La contre-campagne des étudiants



...

Les étudiants ont manifestement à cœur de profiter de cette sortie pour exprimer une nouvelle fois leur rejet de la «fumisterie électorale» du 12 décembre.

Alger, 19 novembre. 39e marche hebdomadaire des étudiants. La manif rituelle de la communauté universitaire a la particularité de tomber, ce mardi, en pleine campagne électorale. Et le contexte a forcément déteint, comme il est aisé de l’imaginer, sur le contenu politique de cette action. On note d’emblée qu’il y a plus de monde, plus d’intensité, au démarrage de la manif, et le contexte électoral justement n’y est sûrement pas étranger.

Les étudiants sont rejoints, comme toujours, par des contingents de citoyens «lambda» sur la place des Martyrs. Les protestataires ont manifestement à cœur de profiter de cette sortie pour exprimer une nouvelle fois leur rejet de la «fumisterie électorale» du 12 décembre. Un homme incite les non-étudiants à se mettre derrière les premiers concernés en laissant le soin aux jeunes des campus de diriger le cortège.

Une femme riposte : «Il faut mettre les femmes au premier rang, comme ça, si la police s’avise d’arrêter les étudiants, on sera là pour les protéger.» Avant même d’entonner Qassaman comme à l’entame de chaque marche du mardi, des voix ont commencé à marteler : «Makache intikhabate yal îssabate !» (Pas d’élections avec la bande).

10h35. Après l’hymne national, le cortège se déploie sous un temps couvert. Il fait froid. Notre smartphone indique 13°C. «Dawla madania machi askaria !» (Etat civil, pas militaire), «Makache intikhabate ya el îssabate !» scande la foule.

La tendance anti-élection est appuyée par ce refrain : «Isqate el vote wadjb watani» (Faire échec aux élections est un devoir national). Un leitmotiv suivi de ces mots : «Elli y voti khayen watani !» (Celui qui vote est un traître à la patrie).

Le thème de la libération des détenus intervient très tôt dans le répertoire des mots d’ordre formulés. Les étudiants et leurs supporters scandent ainsi dès les premiers pas : «Harrirou el moutaqaline !» (Libérez les détenus).

«Makache el vote !»

A hauteur du marché de la Basse-Casbah, un jeune prend la parole : «La bande qui est partie va revenir.

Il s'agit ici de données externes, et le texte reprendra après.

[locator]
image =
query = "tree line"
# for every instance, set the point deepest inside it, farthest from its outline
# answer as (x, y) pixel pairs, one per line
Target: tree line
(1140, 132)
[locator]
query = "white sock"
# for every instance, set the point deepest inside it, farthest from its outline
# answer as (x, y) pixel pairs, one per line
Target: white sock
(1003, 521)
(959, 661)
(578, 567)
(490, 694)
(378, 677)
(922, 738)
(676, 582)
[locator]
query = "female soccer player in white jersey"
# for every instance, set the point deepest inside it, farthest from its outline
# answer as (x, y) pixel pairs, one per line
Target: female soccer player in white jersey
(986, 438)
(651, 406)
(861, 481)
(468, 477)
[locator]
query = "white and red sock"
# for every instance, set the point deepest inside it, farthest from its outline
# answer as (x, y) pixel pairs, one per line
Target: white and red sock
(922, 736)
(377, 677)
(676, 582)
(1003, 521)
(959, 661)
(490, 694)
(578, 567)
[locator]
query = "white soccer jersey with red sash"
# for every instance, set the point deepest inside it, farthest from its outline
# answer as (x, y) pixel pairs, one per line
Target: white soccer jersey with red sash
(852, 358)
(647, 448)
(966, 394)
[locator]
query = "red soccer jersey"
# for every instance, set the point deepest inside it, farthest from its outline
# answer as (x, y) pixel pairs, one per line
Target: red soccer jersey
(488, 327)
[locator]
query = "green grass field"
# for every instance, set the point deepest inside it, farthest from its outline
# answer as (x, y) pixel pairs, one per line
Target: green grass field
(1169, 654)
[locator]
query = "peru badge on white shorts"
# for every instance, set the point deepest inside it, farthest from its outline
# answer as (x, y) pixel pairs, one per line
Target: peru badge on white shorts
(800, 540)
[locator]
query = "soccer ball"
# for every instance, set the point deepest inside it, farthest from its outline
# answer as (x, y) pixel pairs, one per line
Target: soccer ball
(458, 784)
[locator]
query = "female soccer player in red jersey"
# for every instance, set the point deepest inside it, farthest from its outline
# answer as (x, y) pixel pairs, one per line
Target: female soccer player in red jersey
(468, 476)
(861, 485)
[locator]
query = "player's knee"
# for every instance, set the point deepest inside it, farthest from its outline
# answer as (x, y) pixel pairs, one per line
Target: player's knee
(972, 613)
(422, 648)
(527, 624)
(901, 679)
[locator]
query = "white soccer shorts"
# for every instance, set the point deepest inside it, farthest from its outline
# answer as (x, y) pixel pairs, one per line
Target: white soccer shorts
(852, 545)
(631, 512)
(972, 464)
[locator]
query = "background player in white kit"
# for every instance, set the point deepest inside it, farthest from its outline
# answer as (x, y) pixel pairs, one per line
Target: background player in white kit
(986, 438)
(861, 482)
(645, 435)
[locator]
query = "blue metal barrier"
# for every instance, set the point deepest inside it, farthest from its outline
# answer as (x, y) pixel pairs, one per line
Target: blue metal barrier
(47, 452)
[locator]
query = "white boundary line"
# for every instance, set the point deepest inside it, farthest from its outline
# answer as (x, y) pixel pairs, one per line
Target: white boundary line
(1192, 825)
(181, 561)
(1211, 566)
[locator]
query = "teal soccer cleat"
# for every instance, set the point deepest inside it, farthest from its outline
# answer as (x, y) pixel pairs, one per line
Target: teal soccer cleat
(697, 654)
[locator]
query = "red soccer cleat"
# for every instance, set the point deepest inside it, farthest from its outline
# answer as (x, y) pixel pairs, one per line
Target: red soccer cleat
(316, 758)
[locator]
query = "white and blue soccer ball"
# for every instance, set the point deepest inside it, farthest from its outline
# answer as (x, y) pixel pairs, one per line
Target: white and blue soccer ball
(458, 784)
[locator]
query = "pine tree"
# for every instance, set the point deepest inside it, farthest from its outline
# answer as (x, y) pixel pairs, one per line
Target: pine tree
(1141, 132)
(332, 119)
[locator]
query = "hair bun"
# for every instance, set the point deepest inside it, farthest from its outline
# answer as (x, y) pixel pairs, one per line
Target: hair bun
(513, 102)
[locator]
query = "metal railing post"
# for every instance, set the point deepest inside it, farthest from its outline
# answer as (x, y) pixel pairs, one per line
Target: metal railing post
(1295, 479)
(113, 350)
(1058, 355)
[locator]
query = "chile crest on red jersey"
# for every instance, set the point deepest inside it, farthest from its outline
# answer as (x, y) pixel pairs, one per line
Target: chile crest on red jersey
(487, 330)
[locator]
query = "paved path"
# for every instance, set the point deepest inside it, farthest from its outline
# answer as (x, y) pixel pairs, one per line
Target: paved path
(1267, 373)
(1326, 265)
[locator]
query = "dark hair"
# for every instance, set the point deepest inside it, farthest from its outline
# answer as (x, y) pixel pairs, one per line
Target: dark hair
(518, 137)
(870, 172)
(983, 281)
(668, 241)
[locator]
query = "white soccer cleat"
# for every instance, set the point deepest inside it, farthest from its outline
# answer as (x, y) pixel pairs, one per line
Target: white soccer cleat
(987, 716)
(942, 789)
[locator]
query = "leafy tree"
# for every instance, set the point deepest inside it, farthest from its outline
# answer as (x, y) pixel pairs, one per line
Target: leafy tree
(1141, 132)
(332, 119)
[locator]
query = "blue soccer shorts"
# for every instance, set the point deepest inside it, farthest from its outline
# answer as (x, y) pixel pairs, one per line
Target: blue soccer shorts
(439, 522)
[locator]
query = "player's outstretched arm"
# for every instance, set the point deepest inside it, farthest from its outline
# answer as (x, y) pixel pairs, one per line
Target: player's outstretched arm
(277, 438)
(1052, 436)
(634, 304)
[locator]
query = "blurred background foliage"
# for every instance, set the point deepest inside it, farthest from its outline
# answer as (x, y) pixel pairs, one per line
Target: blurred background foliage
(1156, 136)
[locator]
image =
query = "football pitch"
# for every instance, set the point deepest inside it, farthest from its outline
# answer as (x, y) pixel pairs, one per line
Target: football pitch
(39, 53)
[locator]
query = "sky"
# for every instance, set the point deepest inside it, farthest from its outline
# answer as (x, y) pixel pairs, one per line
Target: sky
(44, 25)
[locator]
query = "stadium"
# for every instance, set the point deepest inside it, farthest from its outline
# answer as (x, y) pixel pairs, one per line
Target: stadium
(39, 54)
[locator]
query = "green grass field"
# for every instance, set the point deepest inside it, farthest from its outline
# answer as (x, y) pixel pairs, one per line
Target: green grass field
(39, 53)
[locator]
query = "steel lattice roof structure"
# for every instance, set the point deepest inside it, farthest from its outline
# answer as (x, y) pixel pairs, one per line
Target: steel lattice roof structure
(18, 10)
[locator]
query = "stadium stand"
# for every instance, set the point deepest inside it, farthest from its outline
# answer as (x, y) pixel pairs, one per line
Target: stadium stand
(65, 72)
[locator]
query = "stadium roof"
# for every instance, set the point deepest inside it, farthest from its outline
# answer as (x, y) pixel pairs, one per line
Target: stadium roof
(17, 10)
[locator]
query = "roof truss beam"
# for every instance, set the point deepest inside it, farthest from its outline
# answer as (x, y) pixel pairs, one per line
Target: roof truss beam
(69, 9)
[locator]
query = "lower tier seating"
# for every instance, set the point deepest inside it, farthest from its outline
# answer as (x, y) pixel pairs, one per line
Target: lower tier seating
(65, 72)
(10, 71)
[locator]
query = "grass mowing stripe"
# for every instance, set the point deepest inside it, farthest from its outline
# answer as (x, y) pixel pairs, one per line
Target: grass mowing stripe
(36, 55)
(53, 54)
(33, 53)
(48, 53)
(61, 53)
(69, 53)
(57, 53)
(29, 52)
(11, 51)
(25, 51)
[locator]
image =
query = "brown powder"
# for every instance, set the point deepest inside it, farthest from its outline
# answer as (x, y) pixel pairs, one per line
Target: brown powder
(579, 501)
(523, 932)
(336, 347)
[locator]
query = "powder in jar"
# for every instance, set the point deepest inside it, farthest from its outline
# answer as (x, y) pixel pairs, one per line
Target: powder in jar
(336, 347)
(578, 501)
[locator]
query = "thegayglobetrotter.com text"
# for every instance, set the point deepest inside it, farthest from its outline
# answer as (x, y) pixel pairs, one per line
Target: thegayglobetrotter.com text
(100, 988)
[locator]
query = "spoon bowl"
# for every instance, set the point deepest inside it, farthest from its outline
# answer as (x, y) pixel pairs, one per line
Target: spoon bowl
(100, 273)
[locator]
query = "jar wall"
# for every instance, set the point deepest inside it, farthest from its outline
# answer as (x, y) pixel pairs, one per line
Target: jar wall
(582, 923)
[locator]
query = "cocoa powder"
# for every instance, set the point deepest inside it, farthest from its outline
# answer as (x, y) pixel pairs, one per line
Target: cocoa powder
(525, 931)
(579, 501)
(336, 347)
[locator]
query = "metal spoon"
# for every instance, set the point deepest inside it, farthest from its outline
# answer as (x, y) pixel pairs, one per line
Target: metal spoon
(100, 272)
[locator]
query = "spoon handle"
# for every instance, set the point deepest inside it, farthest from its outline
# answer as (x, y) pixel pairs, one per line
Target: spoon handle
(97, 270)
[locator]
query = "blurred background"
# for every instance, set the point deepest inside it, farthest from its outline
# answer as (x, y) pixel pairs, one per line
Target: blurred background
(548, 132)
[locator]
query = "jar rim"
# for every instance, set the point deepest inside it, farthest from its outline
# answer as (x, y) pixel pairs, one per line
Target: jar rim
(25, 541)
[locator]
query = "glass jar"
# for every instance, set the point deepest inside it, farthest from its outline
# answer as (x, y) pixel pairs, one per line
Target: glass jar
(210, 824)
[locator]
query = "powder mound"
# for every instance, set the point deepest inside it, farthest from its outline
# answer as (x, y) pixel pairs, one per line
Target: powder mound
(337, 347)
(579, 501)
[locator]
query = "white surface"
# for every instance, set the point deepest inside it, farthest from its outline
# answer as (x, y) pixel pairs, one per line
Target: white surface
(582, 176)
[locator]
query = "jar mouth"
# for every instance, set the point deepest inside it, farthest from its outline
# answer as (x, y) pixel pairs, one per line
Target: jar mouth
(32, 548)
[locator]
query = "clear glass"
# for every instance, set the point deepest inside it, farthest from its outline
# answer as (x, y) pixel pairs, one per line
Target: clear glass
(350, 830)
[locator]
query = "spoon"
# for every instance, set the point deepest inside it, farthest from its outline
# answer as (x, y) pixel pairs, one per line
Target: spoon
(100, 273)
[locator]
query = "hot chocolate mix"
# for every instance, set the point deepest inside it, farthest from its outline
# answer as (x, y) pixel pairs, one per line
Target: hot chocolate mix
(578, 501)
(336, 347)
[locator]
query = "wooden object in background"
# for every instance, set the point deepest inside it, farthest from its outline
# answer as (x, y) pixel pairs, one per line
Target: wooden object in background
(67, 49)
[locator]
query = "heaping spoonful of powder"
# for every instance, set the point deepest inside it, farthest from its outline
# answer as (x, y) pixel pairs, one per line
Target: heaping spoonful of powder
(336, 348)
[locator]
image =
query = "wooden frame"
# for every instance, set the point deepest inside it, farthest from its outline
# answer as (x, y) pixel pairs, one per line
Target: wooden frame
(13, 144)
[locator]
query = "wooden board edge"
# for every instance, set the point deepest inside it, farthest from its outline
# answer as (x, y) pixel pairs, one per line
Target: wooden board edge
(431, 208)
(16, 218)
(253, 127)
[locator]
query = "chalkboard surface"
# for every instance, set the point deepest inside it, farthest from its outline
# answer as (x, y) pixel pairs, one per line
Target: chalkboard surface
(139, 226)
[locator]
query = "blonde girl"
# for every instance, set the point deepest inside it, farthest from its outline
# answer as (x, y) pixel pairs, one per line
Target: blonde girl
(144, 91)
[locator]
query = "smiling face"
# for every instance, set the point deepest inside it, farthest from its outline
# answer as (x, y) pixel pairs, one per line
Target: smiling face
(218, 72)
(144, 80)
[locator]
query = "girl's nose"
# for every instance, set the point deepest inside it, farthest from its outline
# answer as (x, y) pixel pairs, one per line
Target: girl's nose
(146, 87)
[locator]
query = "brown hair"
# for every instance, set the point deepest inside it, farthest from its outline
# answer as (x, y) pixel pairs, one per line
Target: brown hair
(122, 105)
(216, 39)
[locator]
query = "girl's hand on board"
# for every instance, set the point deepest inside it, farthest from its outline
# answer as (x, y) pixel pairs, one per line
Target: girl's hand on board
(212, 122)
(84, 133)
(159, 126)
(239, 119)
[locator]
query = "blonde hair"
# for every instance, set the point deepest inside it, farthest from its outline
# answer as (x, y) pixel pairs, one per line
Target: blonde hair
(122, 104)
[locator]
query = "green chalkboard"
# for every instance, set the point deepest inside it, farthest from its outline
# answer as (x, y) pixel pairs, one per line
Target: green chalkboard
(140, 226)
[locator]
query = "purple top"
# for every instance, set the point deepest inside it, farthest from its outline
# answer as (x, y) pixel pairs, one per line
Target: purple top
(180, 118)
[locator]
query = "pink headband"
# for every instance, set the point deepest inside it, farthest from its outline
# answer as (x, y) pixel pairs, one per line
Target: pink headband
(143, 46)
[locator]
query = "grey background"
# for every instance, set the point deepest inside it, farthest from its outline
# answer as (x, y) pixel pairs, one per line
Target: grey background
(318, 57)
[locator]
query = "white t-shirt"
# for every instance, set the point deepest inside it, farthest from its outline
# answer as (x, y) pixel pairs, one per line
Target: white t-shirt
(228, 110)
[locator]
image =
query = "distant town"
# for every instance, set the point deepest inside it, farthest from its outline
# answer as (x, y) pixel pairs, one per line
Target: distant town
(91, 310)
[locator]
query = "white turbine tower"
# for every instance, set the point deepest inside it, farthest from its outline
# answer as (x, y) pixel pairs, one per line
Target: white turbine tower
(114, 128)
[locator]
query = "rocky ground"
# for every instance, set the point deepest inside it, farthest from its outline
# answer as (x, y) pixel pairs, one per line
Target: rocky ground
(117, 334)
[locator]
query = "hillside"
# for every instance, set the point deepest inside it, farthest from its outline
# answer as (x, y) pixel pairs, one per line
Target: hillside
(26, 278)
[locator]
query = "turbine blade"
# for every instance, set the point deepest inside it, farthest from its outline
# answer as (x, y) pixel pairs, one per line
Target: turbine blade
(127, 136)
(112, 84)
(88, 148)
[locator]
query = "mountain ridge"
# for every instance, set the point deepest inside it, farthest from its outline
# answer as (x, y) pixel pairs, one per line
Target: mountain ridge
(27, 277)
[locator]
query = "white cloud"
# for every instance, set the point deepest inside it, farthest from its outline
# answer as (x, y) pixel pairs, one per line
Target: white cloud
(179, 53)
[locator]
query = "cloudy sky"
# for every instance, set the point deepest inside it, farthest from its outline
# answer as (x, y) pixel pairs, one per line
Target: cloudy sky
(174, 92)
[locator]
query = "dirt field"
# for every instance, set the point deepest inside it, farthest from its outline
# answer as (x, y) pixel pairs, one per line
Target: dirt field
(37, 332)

Il y aura un autre Bouteflika et un autre Saïd qui vont les remplacer», lance-t-il en haranguant la foule.

La procession enchaîne par l’un des chants de prédilection des dernières manifs : «Ahna ouled Amirouche, marche-arrière ma n’ouellouche, djaybine el houriya !» (Nous sommes les enfants de Amirouche, pas de marche arrière, on arrachera la liberté). Les étudiants du peloton de tête se mettent ensuite à clamer : «Sahafa horra, adala moustaquilla» (Presse libre, justice indépendante). Une large banderole est déployée : «La volonté populaire triomphera du pouvoir despotique. Victoire».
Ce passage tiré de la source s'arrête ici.